More radically, given the costs of maintaining a parole system and the ineffectiveness of current decisions with regard to inmate risk, our results raise the question as to whether the parole system is worth maintaining. A number of states have moved away from indeterminate sentencing and discretionary parole release. If the prison sentence were set at the minimum sentence length of current indeterminate sentences, this would clearly reduce incarceration rates. If our predictions are unbiased, the cost in terms of increased arrest rates would be minimal. Between 2012 and 2015, the average three-year rearrest rate for inmates released in a year was 31%, with an average three-year violent arrest rate of 6.9%. If the Board had simply released everyone, we predict a 35% overall arrest rate and an 8% violent arrest rate.

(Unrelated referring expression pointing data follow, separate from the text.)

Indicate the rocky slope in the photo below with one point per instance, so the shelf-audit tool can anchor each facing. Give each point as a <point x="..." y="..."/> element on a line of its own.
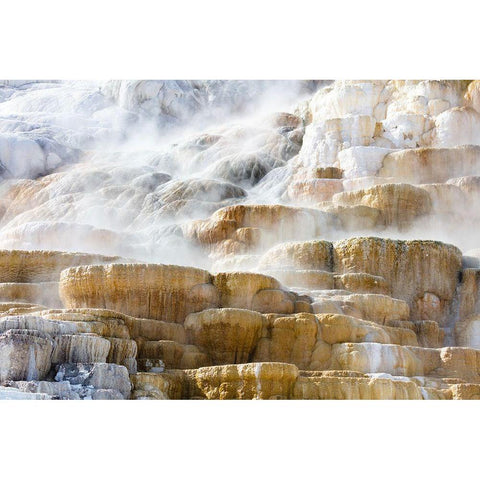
<point x="240" y="240"/>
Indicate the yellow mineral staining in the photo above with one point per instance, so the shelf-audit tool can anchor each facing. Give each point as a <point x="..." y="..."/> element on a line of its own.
<point x="399" y="204"/>
<point x="162" y="292"/>
<point x="289" y="292"/>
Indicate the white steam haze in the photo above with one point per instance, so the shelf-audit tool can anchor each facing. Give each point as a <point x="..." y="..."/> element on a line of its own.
<point x="123" y="167"/>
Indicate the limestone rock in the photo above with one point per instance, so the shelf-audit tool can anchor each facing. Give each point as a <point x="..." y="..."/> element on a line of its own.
<point x="24" y="355"/>
<point x="19" y="266"/>
<point x="244" y="381"/>
<point x="98" y="375"/>
<point x="228" y="335"/>
<point x="399" y="203"/>
<point x="163" y="292"/>
<point x="84" y="348"/>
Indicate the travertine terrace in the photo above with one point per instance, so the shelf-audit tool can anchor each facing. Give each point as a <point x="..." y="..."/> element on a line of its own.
<point x="192" y="240"/>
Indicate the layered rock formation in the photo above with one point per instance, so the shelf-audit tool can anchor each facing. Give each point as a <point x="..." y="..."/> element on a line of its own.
<point x="323" y="251"/>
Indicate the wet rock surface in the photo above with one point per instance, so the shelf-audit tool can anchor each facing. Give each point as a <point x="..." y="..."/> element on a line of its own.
<point x="325" y="251"/>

In addition to contributing to the literature on algorithms as a tool for evaluating decisions, our findings also have implications for the literature on racial bias. The threshold test (Simoiu et al. 2017) promises to mitigate the infra-marginality problem by combining information on both decision rates and outcome rates to infer group-specific risk distributions and decision thresholds. If decision thresholds differ by race, it is evidence of discrimination. However, the assumption that criminal risk is the sole or even primary decision factor may not be plausible, and it therefore makes little sense to estimate a decision threshold. At least in the parole context, our findings suggest that criminal risk plays a relatively minor role in decision-making. Recent research on racial disparities in NYPD stop and frisk practices similarly indicates that officers are only marginally responsive to, or not good at assessing, risk (Goel et al. 2016). The authors find that in 43% of criminal possession of a weapon stops, the probability of recovery of a weapon was less than 1%; were officers to make only the highest ex ante hit rate stops, they could conduct only 6% of stops and recover 50% of weapons.

While standard statistical tests of racial bias may not apply in contexts where risk does not appear to be the central consideration, we can still demonstrate that the absence of risk-based decision-making has important racial equity implications. Our analyses shows that the Board could eliminate racial disparities in release rates and achieve significant prison reductions without impacting total or violent felony arrest rates.

Finally, our study also contributes an alternative approach to the assessing selective labeling. The contraction approach that has been used to date requires the identity of the decision-maker. It is also limited in that it only validates the algorithm on the population released by the most lenient decision-maker, but not the full population or the highest risk population. In testing the validity of the algorithm for individuals who had hearings and were denied parole but were later released after the expiration of their sentence, we are able to assess its accuracy on a low-probability-of-release population where you would expect the selective labels problem to be most severe.

There continue to be efforts to encourage the New York State Parole Board to focus on inmate risk. In 2016, regulations were passed that required written explanation when a parole denial departed from the COMPAS risk scores (Benjamin 2016; New York Codes, rules and regulations 2020), and, more recently, proposed legislation would shift the default position such that the Board would release “any incarcerated person appearing before the board who is eligible for release on parole, unless the parole case record demonstrates there is a current and unreasonable risk the person will violate the law if released and such risk cannot be mitigated by parole supervision” (NY state Senate Bill S1415A 2021). The proposed legislation would also remove portions of existing statute including the criteria that release is warranted so long as it is not “incompatible with the welfare of society and will not so deprecate the seriousness of his crime as to undermine respect for law.” Our analysis lends support for the urgency of such reforms, at least insofar as risk is the central concern.